For general info about SSL, see our background reference on SSL and HTTPS.
The Stand-Alone Architecture
Puppet can run in a stand-alone architecture, where each managed server has its own complete copy of your configuration info and compiles its own catalog.
In this architecture, managed nodes run the Puppet apply application, usually as a scheduled task or cron job. (You can also run it on demand for initial configuration of a server or for smaller configuration tasks.)
Like the Puppet master application, Puppet apply needs access to several sources of configuration data, which it uses to compile a catalog for the node it is managing.
After Puppet apply compiles the catalog, it immediately applies it by checking each resource the catalog describes. If it finds any resources that are not in their desired state, it will make any changes necessary to correct them. (Or, in no-op mode, it will report on what changes would have been needed.)
After applying the catalog, Puppet apply will store a report on disk. It can also be configured to send reports to a central service.
About the Puppet Apply Application
Note: Differences Between Agent/Master and Puppet Apply
In general, Puppet apply can do the same things as the combination of Puppet agent and Puppet master, but there are several trade-offs around security and the ease of certain tasks.
If you don’t have a preference, you should default to an agent/master architecture. If you have questions, considering these trade-offs will help you make your decision.
- Principle of least privilege. In agent/master Puppet, each agent only gets its own configuration, and is unable to see how other nodes are configured. With Puppet apply, it’s impractical to do this, so every node has access to complete knowledge about how your site is configured. Depending on how you’re configuring your systems, this can potentially raise the risks of horizontal privilege escalation.
- Ease of centralized reporting and inventory. Agents send reports to the Puppet master by default, and the master can be configured with any number of report handlers to pass these on to other services. You can also connect the master to PuppetDB, a powerful tool for querying inventory and activity data. Puppet apply nodes handle their own information, so if you’re using PuppetDB or sending reports to another service, each node needs to be configured and authorized to connect to it.

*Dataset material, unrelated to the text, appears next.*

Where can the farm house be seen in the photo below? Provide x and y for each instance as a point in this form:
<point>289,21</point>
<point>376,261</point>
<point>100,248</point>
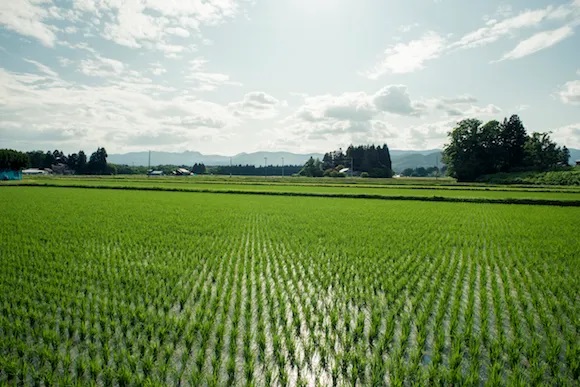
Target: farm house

- Ease of updating configurations. Only the Puppet master server(s) have the Puppet modules, main manifests, and other data necessary for compiling catalogs. This means that when you need to update your systems’ configurations, you only need to update content on one (or a few) servers. In a decentralized Puppet apply deployment, you’ll need to sync new configuration code and data to every node.

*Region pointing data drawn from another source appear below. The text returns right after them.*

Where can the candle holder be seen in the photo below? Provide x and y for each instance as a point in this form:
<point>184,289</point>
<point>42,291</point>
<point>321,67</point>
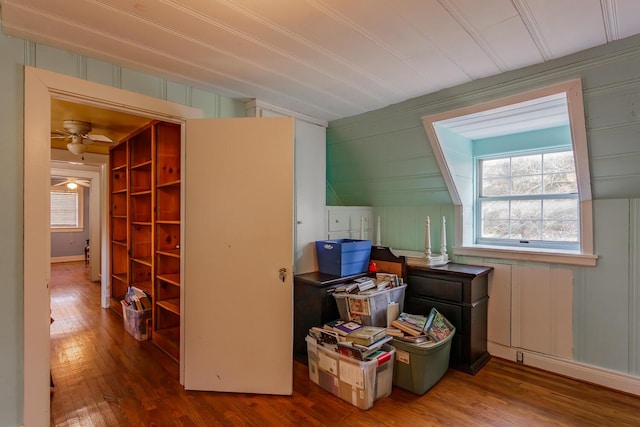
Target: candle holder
<point>435,260</point>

- CPU and memory usage on managed machines. Since Puppet agent doesn’t compile its own catalogs, it uses fewer resources on the machines it manages, leaving them with more capacity for their designated tasks.

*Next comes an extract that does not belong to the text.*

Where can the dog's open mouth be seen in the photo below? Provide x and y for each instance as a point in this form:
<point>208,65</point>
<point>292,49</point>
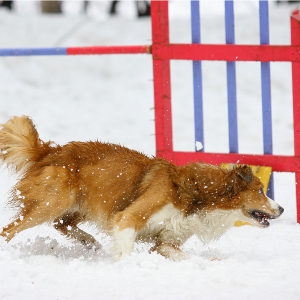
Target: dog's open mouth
<point>261,217</point>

- Need for a dedicated master server. The Puppet master takes on the performance load of compiling all catalogs, and it should usually be a dedicated machine with a fast processor, lots of RAM, and a fast disk. Not everybody wants to (or is able to) allocate that, and Puppet apply can get around the need for it.
- Need for good network connectivity. Agents need to be able to reach the Puppet master at a reliable hostname in order to configure themselves. If a system lives in a degraded or isolated network environment, you may want it to be more self-sufficient.
- Security overhead. Agents and masters use HTTPS to secure their communications and authenticate each other, and every system involved needs an SSL certificate. Puppet includes a built-in CA to easily manage certificates, but it’s even easier to not manage them at all. (Of course, you’ll still need to manage security somehow, since you’re probably using Rsync or something to update Puppet content on every node.)